Several horrific crashes are etched in his memory – one in 1993 when four people burnt to death in an overturned car near Yeovil and he had to recover the charred remains.

He attended a similar horror 10 years later in Somerset in 2002 where three generations of the same family were killed in a smash on the A303 Wincanton Bypass.

But Mr Spindler has many positive memories too. "I've also delivered five babies on the job, usually where people are having their second or third babies and haven't left enough time to get to the hospital," he said.

He also remembers the breakthrough introduction of mouth-to- mouth resuscitation in the 1960s.

He said: "The first time I used mouth-to-mouth was incredible. Before then we had to lie people face down on their front and pull their arms back and forth behind them to open their chest.

"A woman had collapsed on the seafront at Weston-super-Mare.

"We took her into the ambulance and tried mouth-to-mouth for the first time, having been trained on it a month before. When it worked it felt like magic."

Mr Spindler decided to stop work a year before the official retirement age of 65 as he has paid off his mortgage and wants to spend more time with his family. He has four children – Juliet, 42, Louise, 40, Carolyn, 38, Natalie, 26 – and four grandchildren, Amy, 17, Matthew, 15, Timothy, 13, and Tabatha, 4.

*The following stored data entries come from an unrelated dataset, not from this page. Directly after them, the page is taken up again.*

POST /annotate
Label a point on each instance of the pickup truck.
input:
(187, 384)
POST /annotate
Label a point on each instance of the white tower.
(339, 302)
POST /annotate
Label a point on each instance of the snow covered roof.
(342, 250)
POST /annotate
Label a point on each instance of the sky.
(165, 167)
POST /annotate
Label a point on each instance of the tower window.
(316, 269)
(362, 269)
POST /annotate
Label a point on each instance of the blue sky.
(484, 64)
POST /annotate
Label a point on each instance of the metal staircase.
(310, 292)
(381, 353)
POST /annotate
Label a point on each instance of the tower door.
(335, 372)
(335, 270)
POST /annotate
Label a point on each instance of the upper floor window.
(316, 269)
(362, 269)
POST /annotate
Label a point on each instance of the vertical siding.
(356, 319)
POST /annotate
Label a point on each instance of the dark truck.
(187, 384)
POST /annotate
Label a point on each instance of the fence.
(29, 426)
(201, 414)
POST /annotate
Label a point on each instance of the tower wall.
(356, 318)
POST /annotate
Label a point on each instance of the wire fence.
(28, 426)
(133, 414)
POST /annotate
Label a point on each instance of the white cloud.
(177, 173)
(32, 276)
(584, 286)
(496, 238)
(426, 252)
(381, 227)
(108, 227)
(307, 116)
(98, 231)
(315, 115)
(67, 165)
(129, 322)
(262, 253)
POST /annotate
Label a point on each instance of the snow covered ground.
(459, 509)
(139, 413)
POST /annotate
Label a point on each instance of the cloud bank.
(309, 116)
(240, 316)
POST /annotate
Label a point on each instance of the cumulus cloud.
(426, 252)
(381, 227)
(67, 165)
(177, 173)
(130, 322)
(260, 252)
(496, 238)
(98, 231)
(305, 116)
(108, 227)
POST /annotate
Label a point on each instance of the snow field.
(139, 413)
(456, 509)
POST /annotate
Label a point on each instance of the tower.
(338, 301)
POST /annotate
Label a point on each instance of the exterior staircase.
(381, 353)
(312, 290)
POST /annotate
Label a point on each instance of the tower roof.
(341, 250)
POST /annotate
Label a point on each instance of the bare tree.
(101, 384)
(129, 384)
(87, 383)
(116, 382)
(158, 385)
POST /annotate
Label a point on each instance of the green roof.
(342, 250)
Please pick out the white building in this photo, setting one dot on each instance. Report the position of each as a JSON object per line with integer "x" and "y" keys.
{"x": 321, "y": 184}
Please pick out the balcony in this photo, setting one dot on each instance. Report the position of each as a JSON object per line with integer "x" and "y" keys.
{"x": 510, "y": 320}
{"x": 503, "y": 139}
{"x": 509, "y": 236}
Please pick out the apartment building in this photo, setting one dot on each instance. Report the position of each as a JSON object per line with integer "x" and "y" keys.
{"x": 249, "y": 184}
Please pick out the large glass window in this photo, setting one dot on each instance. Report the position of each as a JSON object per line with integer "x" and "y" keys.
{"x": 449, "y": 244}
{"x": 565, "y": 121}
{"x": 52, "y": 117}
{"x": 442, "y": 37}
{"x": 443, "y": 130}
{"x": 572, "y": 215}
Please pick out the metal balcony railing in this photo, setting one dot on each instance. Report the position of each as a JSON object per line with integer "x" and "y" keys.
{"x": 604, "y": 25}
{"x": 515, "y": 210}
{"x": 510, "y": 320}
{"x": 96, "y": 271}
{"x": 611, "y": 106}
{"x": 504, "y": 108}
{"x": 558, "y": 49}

Now living and working in Yeovil, Somerset, he said he was finding it hard to keep pace with the changing technology and daily routine.

"In the job, there is a lot of lifting and you don't slow down," he said. "The pace is the same, whether you are 24 or 64. When I started there were about 30 different pieces of equipment and we used to carry a little first aid satchel. Now there are around 500.

"But I'm quite proud of what I have done and think I have been very lucky to be able to carry it on this long."

Mr Spindler reckons he responded to an average of 21 call-outs a week during his career – between seven and 10 on a typical day shift and six or seven on a night shift. This equates to 987 emergencies a year and 41,454 callouts during his career.

An average of 27 per cent of 999 calls are life-threatening, according to his former employer South West Ambulance Service NHS Trust, meaning he has helped save around 11,000 lives over his career.

He said: "There is a tinge of sadness in a sense, but I feel I am going out at the top. I have done my career and it is the right time to call it a day."

Mr Spindler may be retiring but his family's involvement in the ambulance service is far from finished.

His daughter Natalie, 26, is following in his footsteps and joined the ambulance service around three years ago.